The Peace Corps teaches more than 180 languages and dialects. During my pre-service training, I would have received intensive language instruction had I been stationed in a country that required me to learn a foreign language. Guyana is English speaking, so no language skills were required for my assignment.
The Peace Corps has a basic medical unit and medical provider in Guyana. They briefed me on staying healthy and provided me with the basic medical skills and supplies needed to do so. If a health problem occurs that cannot be treated locally, the Peace Corps will send me to an appropriate facility in a nearby country or back to the United States. All requisite vaccinations were given to me before my service began.
Peace Corps is self-insured. It provides a comprehensive health program from the time I departed for service until the time I complete my Peace Corps service. At the completion of my service, Peace Corps will provide me with one month of paid medical insurance.
The safety and health of every Volunteer is the Peace Corps' highest priority. The Peace Corps has developed an extensive training and support program to ensure my well-being. First, I am serving in a country that needs and wants Peace Corps assistance. The Peace Corps conducts an extensive assessment of the security circumstances in every country before a program is established. Second, the Peace Corps does everything possible to ensure that I am assigned to an area where my safety needs can be reasonably met. In addition, I am trained regularly on safety and health issues relevant to Guyana. In addition to these procedures, the Peace Corps expects me to enhance my personal health and safety by exercising mature, appropriate behavior and sound judgment.
The Peace Corps mission hasn't changed since the agency was formally authorized by Congress in 1961 to "promote world peace and friendship." The Peace Corps has three goals: to help the people of interested countries in meeting their need for trained men and women; to help promote a better understanding of Americans on the part of the peoples served; to help promote a better understanding of other peoples on the part of Americans.
There are 7,000 Peace Corps Volunteers currently serving in 70 countries around the world.

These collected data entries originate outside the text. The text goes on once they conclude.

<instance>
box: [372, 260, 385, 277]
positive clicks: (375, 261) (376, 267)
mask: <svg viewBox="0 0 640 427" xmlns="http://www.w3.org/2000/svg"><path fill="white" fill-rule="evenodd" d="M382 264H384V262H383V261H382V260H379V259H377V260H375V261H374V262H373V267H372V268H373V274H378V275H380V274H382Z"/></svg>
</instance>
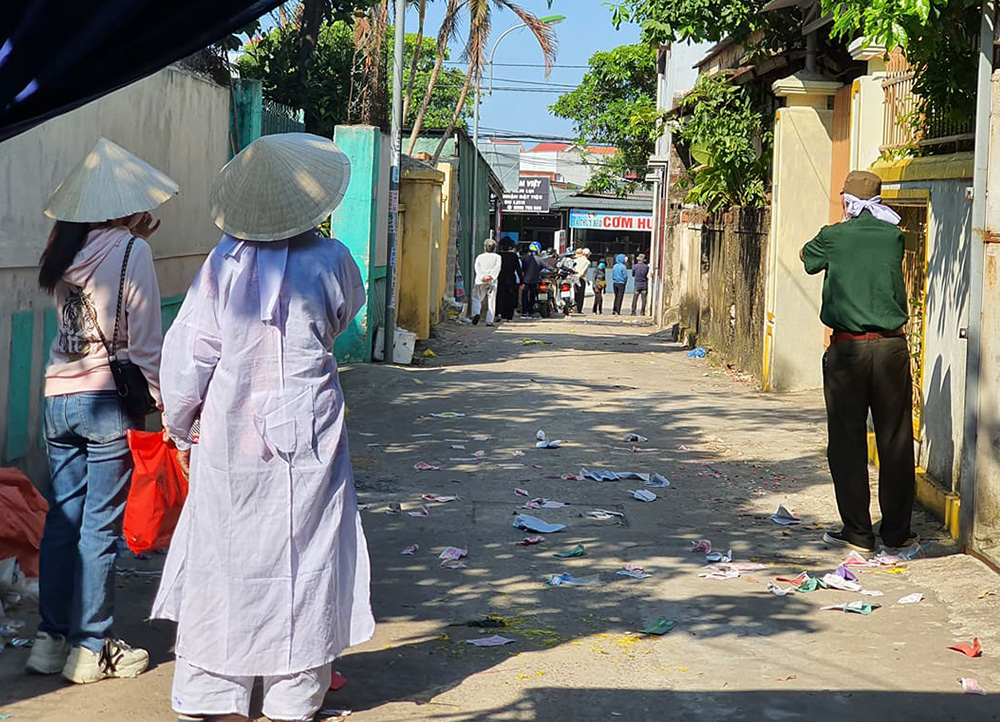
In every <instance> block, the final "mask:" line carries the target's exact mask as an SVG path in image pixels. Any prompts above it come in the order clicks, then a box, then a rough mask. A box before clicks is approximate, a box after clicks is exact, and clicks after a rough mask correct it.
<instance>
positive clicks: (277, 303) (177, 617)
mask: <svg viewBox="0 0 1000 722" xmlns="http://www.w3.org/2000/svg"><path fill="white" fill-rule="evenodd" d="M282 244H287V251H284V249H283V245H282ZM276 251H277V255H275V252H276ZM269 254H270V255H269ZM275 258H278V259H279V260H278V262H274V259H275ZM262 288H263V289H264V292H263V294H262V293H261V289H262ZM262 296H263V297H262ZM364 303H365V292H364V286H363V284H362V281H361V276H360V273H359V272H358V268H357V266H356V265H355V263H354V261H353V259H352V258H351V256H350V253H349V252H348V250H347V249H346V248H345V247H344V246H343V244H341V243H340V242H339V241H336V240H328V239H324V238H319V237H317V236H315V235H314V234H312V233H308V234H304V235H303V236H300V237H298V238H296V239H292V240H290V241H283V242H279V243H278V244H273V243H268V244H255V243H241V242H238V241H235V240H234V239H230V238H228V237H224V238H223V241H222V243H220V245H219V246H218V247H216V248H215V250H213V252H212V253H211V254H210V255H209V257H208V259H207V260H206V261H205V264H204V266H203V267H202V269H201V271H200V272H199V274H198V276H197V278H196V279H195V281H194V283H193V285H192V286H191V289H190V290H189V291H188V294H187V298H186V299H185V301H184V305H183V307H182V308H181V311H180V314H179V316H178V317H177V320H176V321H175V322H174V325H173V326H172V327H171V329H170V331H169V332H168V333H167V336H166V338H165V340H164V352H163V362H162V367H161V384H162V391H163V402H164V406H165V413H166V418H167V427H168V429H169V431H170V433H171V436H173V437H174V438H175V439H186V438H188V435H189V433H190V431H191V427H192V424H193V423H194V422H195V420H196V419H198V418H200V419H201V438H200V442H199V443H198V444H197V445H195V447H194V451H193V458H192V466H191V485H190V492H189V497H188V500H187V503H186V505H185V507H184V511H183V513H182V514H181V517H180V521H179V523H178V527H177V531H176V533H175V535H174V539H173V543H172V545H171V547H170V552H169V554H168V555H167V560H166V566H165V568H164V572H163V580H162V582H161V584H160V589H159V592H158V594H157V597H156V601H155V602H154V605H153V612H152V616H153V617H154V618H161V619H172V620H174V621H176V622H178V628H177V645H176V651H177V654H178V655H179V656H181V657H184V658H185V659H186V660H187V661H188V662H189V663H191V664H193V665H195V666H196V667H200V668H201V669H205V670H208V671H210V672H214V673H216V674H221V675H230V676H243V675H255V676H258V675H259V676H272V675H283V674H292V673H297V672H301V671H302V670H307V669H312V668H314V667H318V666H321V665H323V664H326V663H328V662H330V661H332V660H334V659H335V658H336V657H338V656H339V655H340V654H341V652H343V650H344V649H346V648H347V647H349V646H352V645H355V644H359V643H361V642H364V641H366V640H368V639H370V638H371V636H372V634H373V632H374V627H375V621H374V618H373V617H372V613H371V606H370V603H369V585H370V569H369V559H368V549H367V544H366V541H365V536H364V532H363V530H362V528H361V519H360V515H359V513H358V506H357V497H356V494H355V489H354V479H353V475H352V473H351V463H350V454H349V452H348V448H347V436H346V432H345V427H344V399H343V393H342V391H341V388H340V383H339V380H338V377H337V364H336V360H335V358H334V355H333V351H332V349H333V341H334V338H335V337H336V335H337V334H338V333H339V332H341V331H342V330H344V329H345V328H346V327H347V325H348V324H349V323H350V321H351V319H352V318H353V317H354V316H355V314H356V313H357V312H358V310H359V309H360V308H361V307H362V306H363V305H364ZM262 317H264V318H267V319H268V321H267V322H265V321H262V320H261V319H262Z"/></svg>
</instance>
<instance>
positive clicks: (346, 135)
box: [330, 125, 385, 363]
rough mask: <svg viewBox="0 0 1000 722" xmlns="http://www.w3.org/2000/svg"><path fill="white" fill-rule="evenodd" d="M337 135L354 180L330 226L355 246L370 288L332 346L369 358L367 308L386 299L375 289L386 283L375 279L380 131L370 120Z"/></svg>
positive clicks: (368, 359)
mask: <svg viewBox="0 0 1000 722" xmlns="http://www.w3.org/2000/svg"><path fill="white" fill-rule="evenodd" d="M333 139H334V141H335V142H336V143H337V146H338V147H339V148H340V149H341V150H342V151H343V152H344V153H346V154H347V157H348V158H349V159H350V161H351V183H350V185H349V186H348V187H347V194H346V195H345V196H344V200H343V201H341V203H340V205H339V206H337V207H336V208H335V209H334V211H333V215H332V216H331V219H330V229H331V232H332V235H333V236H334V237H335V238H337V239H338V240H339V241H340V242H341V243H343V244H344V245H346V246H347V248H348V249H349V250H350V251H351V255H352V256H353V257H354V261H355V262H356V263H357V264H358V268H360V269H361V277H362V278H363V279H364V281H365V292H366V293H367V294H368V302H367V303H366V304H365V307H364V308H362V309H361V311H360V312H359V313H358V315H357V316H355V317H354V320H352V321H351V325H350V326H349V327H348V328H347V329H346V330H345V331H344V332H343V333H341V334H340V336H338V337H337V341H336V343H335V344H334V352H335V353H336V355H337V360H338V361H340V362H341V363H346V362H351V361H353V362H367V361H371V358H372V345H373V337H374V334H375V324H374V323H371V319H370V318H369V310H370V309H373V308H376V307H381V308H384V303H382V302H379V301H377V300H376V299H374V298H373V293H374V292H375V291H376V289H379V288H381V289H384V286H383V285H382V284H376V283H375V282H374V281H375V276H374V273H375V269H374V262H375V242H376V237H377V234H378V224H379V220H380V219H379V212H378V187H379V173H380V168H379V163H380V158H381V152H382V149H381V142H382V136H381V131H379V129H378V128H375V127H372V126H367V125H338V126H337V129H336V131H335V132H334V136H333ZM384 273H385V272H384V270H383V275H384ZM383 293H384V290H383Z"/></svg>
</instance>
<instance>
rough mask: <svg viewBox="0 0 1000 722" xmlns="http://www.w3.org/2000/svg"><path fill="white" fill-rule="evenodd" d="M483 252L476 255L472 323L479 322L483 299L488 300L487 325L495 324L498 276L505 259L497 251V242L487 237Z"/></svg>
mask: <svg viewBox="0 0 1000 722" xmlns="http://www.w3.org/2000/svg"><path fill="white" fill-rule="evenodd" d="M483 251H484V252H483V253H480V254H479V255H478V256H476V285H475V286H474V287H473V289H472V323H473V324H477V323H479V317H480V316H481V315H482V309H483V301H484V300H485V301H486V325H487V326H492V325H493V317H494V316H495V315H496V310H497V278H499V276H500V266H501V265H502V264H503V259H502V258H500V254H499V253H497V252H496V251H497V242H496V241H494V240H493V239H492V238H487V239H486V241H485V242H484V243H483Z"/></svg>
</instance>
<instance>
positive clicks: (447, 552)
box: [438, 547, 469, 569]
mask: <svg viewBox="0 0 1000 722" xmlns="http://www.w3.org/2000/svg"><path fill="white" fill-rule="evenodd" d="M468 555H469V550H468V549H460V548H458V547H445V549H444V551H443V552H441V553H440V554H439V555H438V559H440V560H441V566H442V567H444V568H446V569H463V568H464V567H465V565H464V564H462V563H461V562H460V561H459V560H460V559H464V558H465V557H467V556H468Z"/></svg>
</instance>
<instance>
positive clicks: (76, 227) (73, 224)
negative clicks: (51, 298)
mask: <svg viewBox="0 0 1000 722" xmlns="http://www.w3.org/2000/svg"><path fill="white" fill-rule="evenodd" d="M91 228H93V225H92V224H90V223H72V222H70V221H56V224H55V225H54V226H52V232H51V233H50V234H49V244H48V245H47V246H46V247H45V253H43V254H42V260H41V261H40V262H39V264H38V265H39V268H38V285H39V286H41V288H42V290H44V291H48V292H49V293H52V291H54V290H55V287H56V284H57V283H59V281H61V280H62V277H63V274H64V273H66V269H67V268H69V267H70V265H71V264H72V263H73V259H74V258H76V254H77V253H79V252H80V249H81V248H83V244H84V243H85V242H86V241H87V234H88V233H90V229H91Z"/></svg>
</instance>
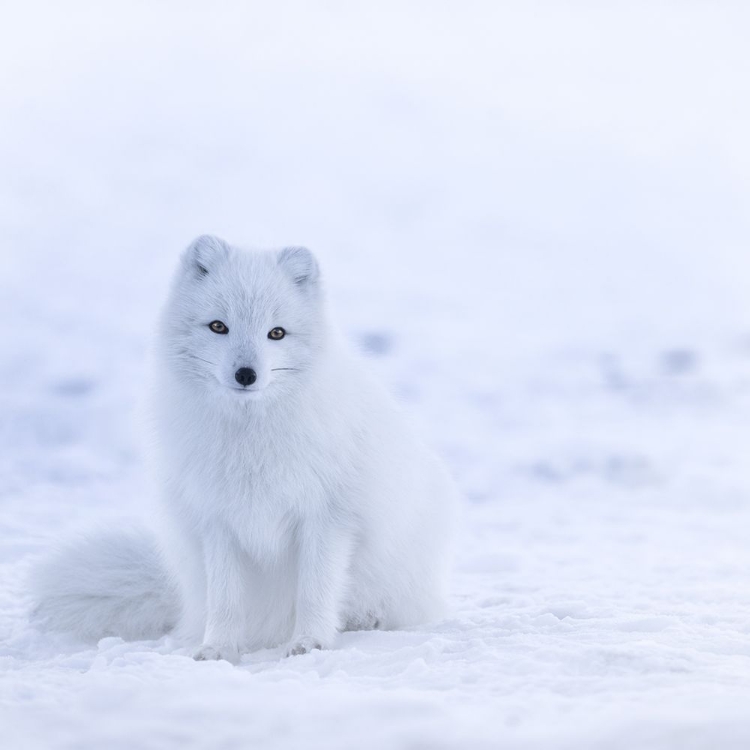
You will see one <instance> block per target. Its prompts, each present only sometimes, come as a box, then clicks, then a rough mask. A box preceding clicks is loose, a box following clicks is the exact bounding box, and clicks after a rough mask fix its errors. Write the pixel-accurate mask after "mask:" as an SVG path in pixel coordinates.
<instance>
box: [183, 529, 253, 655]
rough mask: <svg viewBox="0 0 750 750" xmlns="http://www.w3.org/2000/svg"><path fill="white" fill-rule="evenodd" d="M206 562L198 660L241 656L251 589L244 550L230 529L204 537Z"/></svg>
mask: <svg viewBox="0 0 750 750" xmlns="http://www.w3.org/2000/svg"><path fill="white" fill-rule="evenodd" d="M203 550H204V555H205V564H206V631H205V635H204V637H203V645H202V646H201V647H200V648H199V649H198V650H197V651H196V652H195V654H194V655H193V658H194V659H196V660H197V661H209V660H215V659H225V660H226V661H229V662H232V663H233V664H236V663H237V662H239V660H240V654H241V652H242V646H243V642H244V640H245V636H246V633H245V630H246V628H247V591H246V585H245V579H244V575H243V552H242V550H241V549H240V547H239V545H238V544H237V542H236V541H235V540H234V539H233V538H232V536H231V534H229V533H226V532H225V533H220V532H214V533H212V534H210V535H209V536H207V538H206V539H204V544H203Z"/></svg>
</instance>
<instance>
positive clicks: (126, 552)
mask: <svg viewBox="0 0 750 750" xmlns="http://www.w3.org/2000/svg"><path fill="white" fill-rule="evenodd" d="M31 587H32V595H33V597H34V600H35V609H34V619H35V620H36V621H37V622H38V623H39V624H40V626H42V627H44V628H48V629H50V630H58V631H66V632H71V633H75V634H76V635H78V636H79V637H80V638H83V639H85V640H98V639H99V638H104V637H105V636H112V635H114V636H120V637H121V638H124V639H125V640H140V639H151V638H158V637H159V636H161V635H164V633H167V632H168V631H170V630H171V629H172V628H173V627H174V626H175V624H176V621H177V617H178V613H179V603H178V598H177V591H176V589H175V586H174V584H173V583H172V581H171V580H170V577H169V575H168V574H167V570H166V567H165V565H164V562H163V560H162V557H161V554H160V552H159V548H158V546H157V544H156V541H155V540H154V538H153V537H152V536H151V535H150V534H149V533H148V532H147V531H146V530H145V529H140V528H126V529H119V530H111V531H104V532H100V533H96V534H93V533H92V534H88V535H86V536H84V537H79V538H77V539H74V540H71V541H70V542H68V543H67V544H65V546H63V547H61V548H59V549H58V550H57V551H56V552H55V553H54V554H52V555H51V556H50V557H49V558H48V559H47V560H45V561H44V562H43V563H42V564H41V565H39V566H38V567H37V568H36V570H35V571H34V574H33V577H32V580H31Z"/></svg>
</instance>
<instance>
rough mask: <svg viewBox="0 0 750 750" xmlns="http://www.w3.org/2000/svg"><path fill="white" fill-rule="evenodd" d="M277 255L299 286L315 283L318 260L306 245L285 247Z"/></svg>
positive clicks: (276, 256)
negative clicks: (317, 260)
mask: <svg viewBox="0 0 750 750" xmlns="http://www.w3.org/2000/svg"><path fill="white" fill-rule="evenodd" d="M276 257H277V260H278V263H279V265H280V266H281V267H282V268H283V269H284V270H285V271H286V272H287V273H288V274H289V275H290V276H291V277H292V278H293V279H294V283H295V284H297V285H298V286H307V285H310V284H314V283H315V282H316V281H317V280H318V276H319V275H320V270H319V269H318V261H317V260H315V256H314V255H313V254H312V253H311V252H310V251H309V250H308V249H307V248H306V247H285V248H284V249H283V250H280V251H279V253H278V255H277V256H276Z"/></svg>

Since the Peace Corps' founding, more than 165,000 men and women have joined the Peace Corps and served in 135 countries.
A request for Peace Corps service is normally initiated by the government of the country that would like Volunteers to serve. This is normally done directly from the government to the Peace Corps, usually through the office of the Peace Corps director. The countries also request the type of assistance they need, which could be teaching English, environmental awareness, or small business advising. In the last few years, Peace Corps has established new programs in South Africa, Jordan, Mozambique, Bangladesh, and Georgia.
All assignments are for two years plus three months of training in your country of service. Only US citizens may join the Peace Corps. You have to be at least 18 to join, and most assignments require four-year college degrees. Applicants without a college degree may qualify by having three to five years of work experience in an area such as managing a business or working in a skilled trade. There's no upper age limit for Peace Corps service - 7 percent of Volunteers are over age 50.